The same constraint applies to chrome.alarms.onAlarm, chrome.tabs.onUpdated, chrome.action.onClicked, and every other event source. Register all listeners synchronously at the top level, always, even if the handler itself needs async data to do its work. The handler can await; the registration cannot.

The canonical documentation for this pattern is in the Chrome MV3 service worker lifecycle guide, which explains the registration window in more detail than any blog post will. Read it once. The constraint is a few paragraphs but it will save you a full debugging session.

Lesson 3: State that used to live in setInterval now needs the alarms API

The setInterval and setTimeout APIs work inside a service worker. They do not work across the service worker's lifetime boundary. If you set a 5-minute interval inside the worker, it fires correctly - until the worker is terminated after 30 idle seconds. The next wake starts a fresh module execution; the interval is gone.

I hit this when I had a background polling loop that was supposed to check an external status endpoint every two minutes. It worked for the first two checks, then stopped. The interval was set at module load, ran twice, and the third firing never happened because the worker was terminated before the two-minute mark.

The fix is chrome.alarms, which is the platform-level timer that survives service worker restarts. The browser persists alarms in its own scheduler and wakes the service worker when they fire.

// Create the alarm once (check it does not already exist to avoid duplication)
chrome.alarms.get("status-poll", (existing) => {
  if (!existing) {
    chrome.alarms.create("status-poll", { periodInMinutes: 2 });
  }
});

// Handle it with a listener registered at top level
chrome.alarms.onAlarm.addListener((alarm) => {
  if (alarm.name === "status-poll") {
    checkStatus();
  }
});

The alarm persists until you clear it with chrome.alarms.clear("status-poll"), even across browser restarts. The handler runs on each wake triggered by the alarm. The worker does its work, goes idle, gets terminated, and the next alarm fires cleanly on schedule.

One gotcha: chrome.alarms has a minimum period of 1 minute in production extensions (the limit is relaxed during development). If you need sub-minute intervals, the architecture is different - you need to keep the worker alive via another mechanism, or redesign the feature to not require sub-minute background activity.
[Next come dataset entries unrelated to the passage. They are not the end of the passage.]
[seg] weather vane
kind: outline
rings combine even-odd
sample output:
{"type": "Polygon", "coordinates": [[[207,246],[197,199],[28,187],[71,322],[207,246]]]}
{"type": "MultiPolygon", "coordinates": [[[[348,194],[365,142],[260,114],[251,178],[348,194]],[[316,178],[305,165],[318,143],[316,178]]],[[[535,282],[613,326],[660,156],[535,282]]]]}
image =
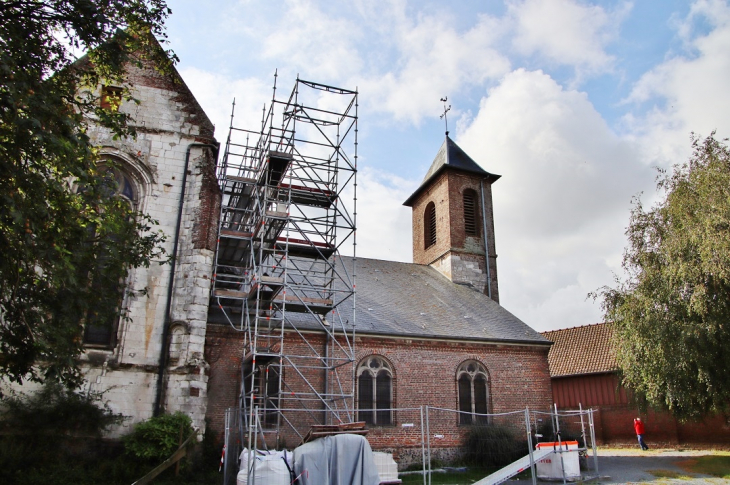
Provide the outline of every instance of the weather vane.
{"type": "Polygon", "coordinates": [[[444,96],[443,98],[441,98],[441,101],[443,101],[444,103],[444,112],[441,116],[439,116],[439,118],[444,120],[444,124],[446,125],[446,136],[449,136],[449,120],[446,118],[446,113],[448,113],[451,109],[451,105],[446,106],[446,101],[448,100],[448,96],[444,96]]]}

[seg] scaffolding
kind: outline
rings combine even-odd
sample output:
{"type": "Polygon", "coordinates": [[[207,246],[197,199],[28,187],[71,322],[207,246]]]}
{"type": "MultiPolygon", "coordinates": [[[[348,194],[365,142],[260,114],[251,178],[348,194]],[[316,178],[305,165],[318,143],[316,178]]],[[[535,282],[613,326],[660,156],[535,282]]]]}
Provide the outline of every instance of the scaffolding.
{"type": "Polygon", "coordinates": [[[276,78],[259,131],[234,127],[234,101],[218,170],[212,299],[243,333],[248,449],[354,419],[355,258],[340,249],[355,255],[357,91],[297,79],[279,100],[276,78]]]}

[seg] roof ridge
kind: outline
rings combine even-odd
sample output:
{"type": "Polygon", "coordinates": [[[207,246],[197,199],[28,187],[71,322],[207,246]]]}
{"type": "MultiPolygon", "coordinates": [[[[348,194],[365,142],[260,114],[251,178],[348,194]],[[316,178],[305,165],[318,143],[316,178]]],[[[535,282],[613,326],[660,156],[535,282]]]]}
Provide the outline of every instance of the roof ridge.
{"type": "Polygon", "coordinates": [[[611,322],[598,322],[598,323],[587,323],[585,325],[576,325],[574,327],[565,327],[565,328],[554,328],[552,330],[544,330],[540,332],[541,334],[546,334],[550,332],[562,332],[564,330],[575,330],[576,328],[585,328],[585,327],[596,327],[599,325],[611,325],[611,322]]]}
The general rule for anything that used setInterval or setTimeout with a long duration in an MV2 background page: replace it with chrome.alarms. For short-duration timeouts inside a single event handler that completes well within the 30-second window, plain setTimeout is fine - the worker will not be terminated while it is actively handling an event chain.

The one-line rule

After two years of MV3 development and several extensions shipped, the mental model I use is this: the background service worker is a stateless event handler that can die at any instant between events.

Write code for that model. Register listeners synchronously. Read state from storage, not from module scope. Use chrome.alarms for anything that needs to happen on a schedule. Avoid patterns that assume the worker is alive between the event that set up state and the event that needs to read it.
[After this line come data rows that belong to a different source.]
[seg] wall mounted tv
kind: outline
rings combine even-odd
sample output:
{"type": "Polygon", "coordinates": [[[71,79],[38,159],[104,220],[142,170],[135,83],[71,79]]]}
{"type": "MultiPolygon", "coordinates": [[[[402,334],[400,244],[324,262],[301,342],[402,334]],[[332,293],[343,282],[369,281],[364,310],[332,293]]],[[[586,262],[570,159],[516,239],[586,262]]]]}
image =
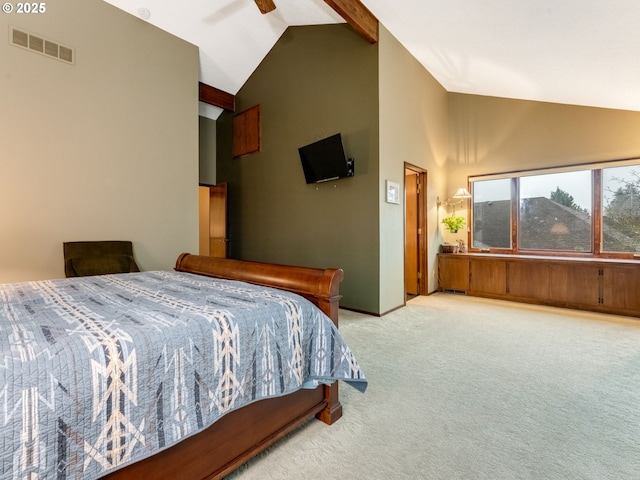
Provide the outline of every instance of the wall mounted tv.
{"type": "Polygon", "coordinates": [[[307,183],[353,177],[353,158],[347,159],[339,133],[298,149],[307,183]]]}

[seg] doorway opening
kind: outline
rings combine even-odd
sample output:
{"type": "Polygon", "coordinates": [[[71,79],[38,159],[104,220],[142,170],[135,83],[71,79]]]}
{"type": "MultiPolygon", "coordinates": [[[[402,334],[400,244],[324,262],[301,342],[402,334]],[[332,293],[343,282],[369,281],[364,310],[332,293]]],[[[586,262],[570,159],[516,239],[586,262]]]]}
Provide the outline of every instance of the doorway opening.
{"type": "Polygon", "coordinates": [[[404,292],[405,300],[427,295],[427,171],[404,164],[404,292]]]}
{"type": "Polygon", "coordinates": [[[200,255],[227,258],[227,184],[200,185],[199,242],[200,255]]]}

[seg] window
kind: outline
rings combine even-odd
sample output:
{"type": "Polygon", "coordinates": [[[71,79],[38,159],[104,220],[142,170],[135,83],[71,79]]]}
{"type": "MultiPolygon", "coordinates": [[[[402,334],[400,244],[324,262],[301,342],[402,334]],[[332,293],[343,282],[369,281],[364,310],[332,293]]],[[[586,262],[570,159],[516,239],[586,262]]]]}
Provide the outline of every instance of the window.
{"type": "Polygon", "coordinates": [[[473,243],[475,248],[511,248],[511,180],[473,184],[473,243]]]}
{"type": "Polygon", "coordinates": [[[640,252],[640,159],[469,180],[472,250],[612,258],[640,252]]]}
{"type": "Polygon", "coordinates": [[[602,250],[640,252],[640,165],[602,169],[602,250]]]}
{"type": "Polygon", "coordinates": [[[591,252],[591,171],[520,177],[523,250],[591,252]]]}

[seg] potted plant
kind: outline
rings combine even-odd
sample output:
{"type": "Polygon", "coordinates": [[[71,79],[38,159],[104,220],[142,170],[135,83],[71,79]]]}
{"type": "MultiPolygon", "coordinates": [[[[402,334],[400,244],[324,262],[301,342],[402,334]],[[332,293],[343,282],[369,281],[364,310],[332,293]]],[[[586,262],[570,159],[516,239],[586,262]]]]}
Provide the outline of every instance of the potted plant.
{"type": "MultiPolygon", "coordinates": [[[[451,233],[458,233],[458,230],[464,228],[466,221],[464,217],[459,217],[455,213],[442,219],[442,223],[445,224],[447,230],[451,233]]],[[[442,253],[458,253],[457,243],[444,243],[442,244],[442,253]]]]}
{"type": "Polygon", "coordinates": [[[464,217],[459,217],[455,213],[452,213],[450,216],[443,218],[442,223],[447,226],[447,230],[451,233],[458,233],[458,230],[464,228],[467,222],[464,217]]]}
The MV2 background page model was easy to reason about because it matched the mental model of a normal long-running program. The MV3 model matches the mental model of a serverless function - it wakes, it handles one event, it may die. The debugging difficulty is that MV3 code running under dev tools often does not die because the inspector keeps the worker alive. Your tests need to account for that. Close the extension inspector before testing lifecycle behavior. Add artificial idle time. Test against the environment the worker will actually run in, not the environment that is convenient to inspect.

The Chrome service workers documentation is thorough and accurate. The three lessons above are the ones that were not obvious from reading the docs the first time - they became obvious only after debugging sessions that would have been shorter if I had internalized the stateless-handler model from the start.